Primordial Images
Primordial Image ‘I call the image primordial when it possesses an archaic character. I speak of its archaic character when the image is in striking accord with familiar mythological motifs. It then expresses material primarily derived from the collective unconscious, and indicates at the same time that the factors influencing the conscious situation of the moment are collective rather than personal’. Jung distinguishes the interest accorded by the conscious mind to these impersonal, universal problems between an illegitimate one, ‘when they are either mere intellectual curiosity or a flight from unpleasant reality’, and a legitimate one, ‘when they arise from the deepest and truest needs of the individual’ (Jung, 1990, The basic writings of Carl Gustav Jung. New York: Princeton University Press, p. 156). Jung defines a mythological motif as ‘a continually effective and recurrent expression that reawakens certain psychic experiences or else formulates them in an appropriate way’ (Jung, 1990, p. 263).
Absolute beginning Through Mircea Eliade’s vast record and analysis of patterns of images (Eliade, 1971, Patterns in Comparative Religion, London: Sheed and Ward), and their correspondent ‘existential situations’, it is possible to identify the more recurrent image in the work of these artists, that of the ‘conjunction of the opposites’ (or ‘union of the polarities’), as well as its correspondent existential situation, that of the ‘restoration of the original time’ (or ‘restoration of the creative time’, or simply ‘return to the origin’), within the pattern of ‘absolute beginning’. This seems to fit the endeavour of the artistic avant-garde, not only for its fundamental search for the new, but also for the radical means used to attain it: a creative process not merely to create the new but to establish a new order of creation.

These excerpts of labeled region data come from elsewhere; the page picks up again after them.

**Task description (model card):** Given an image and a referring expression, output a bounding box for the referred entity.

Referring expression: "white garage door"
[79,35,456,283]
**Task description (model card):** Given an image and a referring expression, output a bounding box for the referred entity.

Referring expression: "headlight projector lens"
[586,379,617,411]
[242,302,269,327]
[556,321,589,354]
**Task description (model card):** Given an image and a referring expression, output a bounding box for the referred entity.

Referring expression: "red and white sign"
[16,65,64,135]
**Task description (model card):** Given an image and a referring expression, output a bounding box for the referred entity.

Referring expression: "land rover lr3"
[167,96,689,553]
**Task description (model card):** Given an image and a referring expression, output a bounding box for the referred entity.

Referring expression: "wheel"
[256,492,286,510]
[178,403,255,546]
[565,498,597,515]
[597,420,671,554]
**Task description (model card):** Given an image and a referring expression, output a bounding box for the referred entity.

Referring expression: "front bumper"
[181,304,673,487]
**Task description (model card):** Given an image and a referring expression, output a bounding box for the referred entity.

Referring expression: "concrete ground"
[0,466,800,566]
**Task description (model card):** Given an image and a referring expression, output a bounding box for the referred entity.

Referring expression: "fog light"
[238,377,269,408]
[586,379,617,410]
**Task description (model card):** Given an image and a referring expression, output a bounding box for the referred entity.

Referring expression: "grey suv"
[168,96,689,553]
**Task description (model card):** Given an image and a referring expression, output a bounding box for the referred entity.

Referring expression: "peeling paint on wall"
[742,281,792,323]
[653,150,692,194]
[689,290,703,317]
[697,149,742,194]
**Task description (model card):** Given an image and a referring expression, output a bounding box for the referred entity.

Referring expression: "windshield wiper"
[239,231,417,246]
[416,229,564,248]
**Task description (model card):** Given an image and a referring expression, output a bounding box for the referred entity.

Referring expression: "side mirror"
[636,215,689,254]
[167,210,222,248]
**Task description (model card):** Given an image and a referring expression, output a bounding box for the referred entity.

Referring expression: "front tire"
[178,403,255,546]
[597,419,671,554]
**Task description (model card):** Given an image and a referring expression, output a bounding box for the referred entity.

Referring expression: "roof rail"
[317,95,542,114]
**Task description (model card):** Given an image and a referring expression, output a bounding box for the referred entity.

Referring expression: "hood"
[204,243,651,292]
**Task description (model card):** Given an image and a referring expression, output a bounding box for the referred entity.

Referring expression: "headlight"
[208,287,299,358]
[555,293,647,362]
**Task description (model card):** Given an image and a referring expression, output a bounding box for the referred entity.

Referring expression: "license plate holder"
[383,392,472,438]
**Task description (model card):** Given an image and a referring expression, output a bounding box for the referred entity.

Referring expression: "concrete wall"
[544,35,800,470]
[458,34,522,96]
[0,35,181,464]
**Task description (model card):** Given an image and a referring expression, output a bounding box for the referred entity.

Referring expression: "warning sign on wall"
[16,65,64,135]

'Religere' and the archetype With Eliade, and also with Jung, it is possible to argue that the primordial images and their array of renderings aim at reconnecting – ‘religere’ – man with the purposefulness of his experience, for they establish, empirically and immediately, the coherence between the deeper layers of unconscious knowledge and the awareness of the present. Jung and Eliade agree on the role of the archetype concerning what might be acknowledged as the religious attitude: ‘religious ideas do not, in psychological reality, rest solely upon tradition and faith, but originate with the archetypes, the “careful consideration” of which – religere – constitutes the essence of religion’ (Jung, 1990, The basic writings of Carl Gustav Jung. New York: Princeton University Press, p. 93); ‘religious life and all the creations that spring from it, are dominated by what one may call ‘the tendency toward the archetype’ however many and varied are the components that go to make up any religious creation (any divine form, rite, myth or cult) their expression tends constantly to revert to an archetype’ (Eliade, Patterns in Comparative Religion, London: Sheed and Ward, p. 58). An archetype ‘can be conceived as a mnemic deposit, an imprint or engram, which has arisen through the condensation of countless processes of a similar kind’ (Jung, 1990, p. 263).